2014-05-16

サインいただいてしまいました。

セドリック・ヴィラーニ先生にサインいただきました。


日本語版に数学が出来ないにもかかわらず共訳者の一人として携わるにあたって、諸事情から原書をいただかないままでいました。
色々書き込みやすいので、私は原書の紙コピーでいいです!と版元さんにも仲介していただいている翻訳事務所さんにも申し上げたまま、何の問題も感じることなく翻訳作業をして過ごしていたのです。

3週間ほど前にセドリック先生が来日すると聞いたとき、ついにお目に掛かれるのかと嬉しくなったわけですが、「苦労したフランス語版の本にサインいただけたらうれしいなあ」と思いました。そこで、Grasset社の初版を購入しようと思って、国内で色々探したのですが、在庫がないと言われて…。

ゴールデンウィーク挟んでしまうので、フランスから取り寄せるのも間に合うか微妙な納期。

フランス語の書籍をすぐに日本で手に入れようと思い立つと、問い合わせる書店が3~4店ぐらいあります。今回、Folio版の在庫ならあるということで取り置いていただいた欧明社さんに連休明けに買いに行きました。

このネット通販のご時世に、涙ぐましい努力の末に確保したわけです。

でもよく考えてみたら、サインいただくなら日本語版でもよかったかも…などと。

というのも、セドリック先生は、日本語版の挿絵の印刷具合のほうが、オリジナルのフランス語版よりきれいだと、とても喜んでいらっしゃったからです。そうですよね、日本の単行本は紙質がいいもの。

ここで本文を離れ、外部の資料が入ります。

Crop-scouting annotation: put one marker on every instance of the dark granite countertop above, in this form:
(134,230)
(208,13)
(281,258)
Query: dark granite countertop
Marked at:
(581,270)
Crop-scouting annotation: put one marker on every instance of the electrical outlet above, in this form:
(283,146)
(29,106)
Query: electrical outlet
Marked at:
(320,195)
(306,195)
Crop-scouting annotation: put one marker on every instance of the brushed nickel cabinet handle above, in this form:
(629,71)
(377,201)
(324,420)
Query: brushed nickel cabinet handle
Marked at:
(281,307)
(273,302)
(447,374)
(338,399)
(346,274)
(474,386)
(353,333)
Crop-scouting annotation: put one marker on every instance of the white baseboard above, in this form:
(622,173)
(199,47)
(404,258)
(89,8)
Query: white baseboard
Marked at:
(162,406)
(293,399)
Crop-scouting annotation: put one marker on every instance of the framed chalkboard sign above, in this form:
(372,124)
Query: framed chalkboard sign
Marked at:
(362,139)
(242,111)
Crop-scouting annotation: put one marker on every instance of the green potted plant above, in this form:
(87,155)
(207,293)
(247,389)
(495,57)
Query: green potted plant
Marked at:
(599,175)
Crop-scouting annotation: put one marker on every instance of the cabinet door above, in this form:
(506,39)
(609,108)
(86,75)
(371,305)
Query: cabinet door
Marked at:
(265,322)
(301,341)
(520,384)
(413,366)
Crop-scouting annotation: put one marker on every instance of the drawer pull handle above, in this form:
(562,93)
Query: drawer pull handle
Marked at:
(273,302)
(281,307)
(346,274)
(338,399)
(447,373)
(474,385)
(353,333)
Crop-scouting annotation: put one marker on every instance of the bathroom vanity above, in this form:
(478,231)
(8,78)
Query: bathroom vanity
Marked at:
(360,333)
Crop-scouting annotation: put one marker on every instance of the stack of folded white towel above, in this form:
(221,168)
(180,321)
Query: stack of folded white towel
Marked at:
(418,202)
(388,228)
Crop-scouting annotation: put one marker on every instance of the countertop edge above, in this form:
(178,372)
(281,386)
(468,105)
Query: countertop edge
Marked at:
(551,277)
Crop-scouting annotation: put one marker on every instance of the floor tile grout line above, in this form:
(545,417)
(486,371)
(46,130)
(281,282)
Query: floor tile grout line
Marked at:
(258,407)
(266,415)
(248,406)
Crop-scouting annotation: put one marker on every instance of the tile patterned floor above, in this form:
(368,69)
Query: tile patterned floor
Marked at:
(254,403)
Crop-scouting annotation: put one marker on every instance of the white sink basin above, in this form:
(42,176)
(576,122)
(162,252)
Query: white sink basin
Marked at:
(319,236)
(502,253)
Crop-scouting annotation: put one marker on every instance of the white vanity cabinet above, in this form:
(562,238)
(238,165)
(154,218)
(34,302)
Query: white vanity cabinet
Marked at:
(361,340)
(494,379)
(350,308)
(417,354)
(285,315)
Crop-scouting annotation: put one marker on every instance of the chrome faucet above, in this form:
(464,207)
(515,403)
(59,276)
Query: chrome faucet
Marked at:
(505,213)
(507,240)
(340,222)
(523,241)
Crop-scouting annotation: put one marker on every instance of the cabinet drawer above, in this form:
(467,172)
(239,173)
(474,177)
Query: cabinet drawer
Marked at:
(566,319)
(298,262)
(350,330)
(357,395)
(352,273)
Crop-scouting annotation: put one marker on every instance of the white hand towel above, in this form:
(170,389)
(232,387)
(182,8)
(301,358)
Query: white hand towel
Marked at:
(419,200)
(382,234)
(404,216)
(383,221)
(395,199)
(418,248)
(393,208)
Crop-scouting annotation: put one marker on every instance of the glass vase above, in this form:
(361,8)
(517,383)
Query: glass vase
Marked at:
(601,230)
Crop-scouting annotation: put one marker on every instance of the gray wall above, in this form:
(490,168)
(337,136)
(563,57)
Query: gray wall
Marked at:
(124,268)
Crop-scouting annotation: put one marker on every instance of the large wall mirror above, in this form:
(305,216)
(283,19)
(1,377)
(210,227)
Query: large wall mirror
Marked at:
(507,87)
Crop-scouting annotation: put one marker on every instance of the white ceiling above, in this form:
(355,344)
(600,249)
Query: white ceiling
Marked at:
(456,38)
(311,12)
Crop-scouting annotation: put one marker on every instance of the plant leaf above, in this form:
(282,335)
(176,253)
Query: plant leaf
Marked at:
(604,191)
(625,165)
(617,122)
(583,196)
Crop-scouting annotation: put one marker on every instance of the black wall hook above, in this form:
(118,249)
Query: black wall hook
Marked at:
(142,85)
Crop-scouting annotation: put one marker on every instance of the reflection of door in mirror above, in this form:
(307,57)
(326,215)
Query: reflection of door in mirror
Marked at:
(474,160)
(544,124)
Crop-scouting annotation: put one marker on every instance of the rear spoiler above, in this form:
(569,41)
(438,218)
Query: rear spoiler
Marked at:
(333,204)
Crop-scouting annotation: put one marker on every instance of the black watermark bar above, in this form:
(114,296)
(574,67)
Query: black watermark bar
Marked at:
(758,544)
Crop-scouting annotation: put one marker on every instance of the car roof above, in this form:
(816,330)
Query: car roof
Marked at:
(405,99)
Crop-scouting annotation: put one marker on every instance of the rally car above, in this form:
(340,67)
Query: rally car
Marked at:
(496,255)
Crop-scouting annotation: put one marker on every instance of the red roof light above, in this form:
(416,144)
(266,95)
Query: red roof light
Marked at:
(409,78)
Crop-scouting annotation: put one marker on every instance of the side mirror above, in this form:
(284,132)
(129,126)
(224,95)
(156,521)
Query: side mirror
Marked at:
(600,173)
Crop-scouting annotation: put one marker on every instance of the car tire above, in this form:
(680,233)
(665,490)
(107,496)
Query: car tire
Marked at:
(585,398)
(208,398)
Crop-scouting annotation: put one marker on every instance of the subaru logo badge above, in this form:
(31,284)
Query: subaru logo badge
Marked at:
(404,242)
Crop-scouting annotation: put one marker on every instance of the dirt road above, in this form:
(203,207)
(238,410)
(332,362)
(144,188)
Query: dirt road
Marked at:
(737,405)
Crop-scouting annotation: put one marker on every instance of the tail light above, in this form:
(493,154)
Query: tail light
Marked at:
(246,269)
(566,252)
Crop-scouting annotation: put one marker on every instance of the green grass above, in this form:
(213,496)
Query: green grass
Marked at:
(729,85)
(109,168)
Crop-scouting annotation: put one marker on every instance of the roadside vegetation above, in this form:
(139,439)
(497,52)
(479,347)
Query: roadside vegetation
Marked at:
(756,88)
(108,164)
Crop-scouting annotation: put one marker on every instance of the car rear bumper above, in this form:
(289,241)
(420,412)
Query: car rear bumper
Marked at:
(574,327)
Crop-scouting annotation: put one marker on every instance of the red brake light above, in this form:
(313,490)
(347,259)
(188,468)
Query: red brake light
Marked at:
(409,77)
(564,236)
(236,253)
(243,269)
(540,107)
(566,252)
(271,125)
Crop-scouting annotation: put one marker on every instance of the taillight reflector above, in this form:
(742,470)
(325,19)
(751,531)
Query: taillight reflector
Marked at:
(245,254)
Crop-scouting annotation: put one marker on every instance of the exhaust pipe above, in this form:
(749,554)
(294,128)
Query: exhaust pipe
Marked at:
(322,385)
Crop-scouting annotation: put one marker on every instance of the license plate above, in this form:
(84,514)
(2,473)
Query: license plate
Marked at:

そして巻末のテキストが鵜飼正二先生がセドリック先生のフィールズ賞受賞を『数学セミナー』誌で紹介した原稿だということを知って、それはもう喜んでいらっしゃいました。
鵜飼先生がお亡くなりになられたときに、セドリック先生は英語で追悼文をご自身のブログに載せています。まるで、今回日本語版が出るにことになって、鵜飼先生からお返事をいただいたような感じがしたとのことです。

数学が出来ない私がこのエピソードに触れるのもおこがましいのですが、セドリック先生のお人柄がわかる印象的な出来事でした。

ともかく、サインいただいた本は私の一生の宝物です。